Die Ironie der Geschichte der Frauenbewegung ist, dass sie die Feminisierung der Gesellschaft bis heute leugnet. Durch diese Entwicklung wurden zum einen als “typisch weiblich” bekannte Werte und Tugenden positiv besetzt und in der Gesellschaft verankert. Zum anderen führt die dem feministischen Denken eigene Interpretation gesellschaftlicher Phänomene, Konflikte und Missstände als “geschlechtsspezifisch” dazu, dass Problemlösungen nicht mehr in der öffentlichen, sondern verstärkt in der privaten Sphäre gesucht werden. Die gezielte Veränderung persönlicher Wertvorstellungen sowie die Beeinflussung individueller Verhaltensweisen von Menschen sind die Folge.  Die Lösungsstrategien zielen daher auf die Regulation der Privatsphäre, sie wird zum Angriffspunkt für Interventionen von außen (siehe hierzu den Artikel von Kai Rogusch in diesem Novo).

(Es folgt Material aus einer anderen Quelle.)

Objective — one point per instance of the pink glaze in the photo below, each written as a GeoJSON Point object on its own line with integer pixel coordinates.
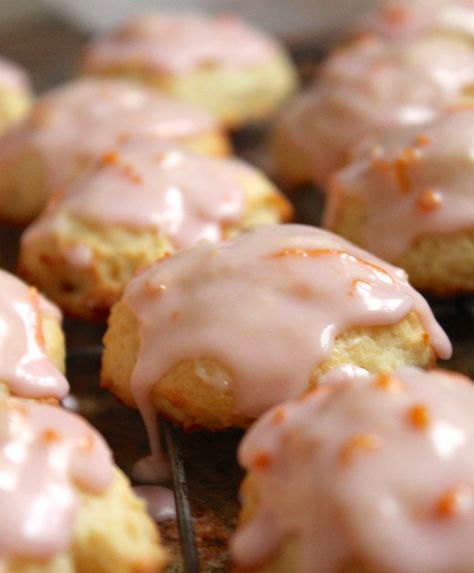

Die Verbreitung feministischer Ideen spiegelt letztlich den Zustand unserer in Stagnation, Skeptizismus und Fortschrittsangst verhafteten Gesellschaft wider, die heroische Heldentaten verabscheut, dem Machbaren wie dem Riskanten misstraut und sich der Rückbesinnung auf alte Sicherheiten hingibt. Anstatt Männer wie Frauen aufzufordern, aus ihrer Lähmung herauszutreten, alte Grenzen, Vorurteile und Stereotypen zu überwinden und zu selbstbewussteren Geschöpfen zu werden, fordert die feminisierte Gesellschaft von beiden Geschlechtern, zukünftig “gleichberechtigt” die “Männlichkeit” in uns allen zu Grabe zu tragen.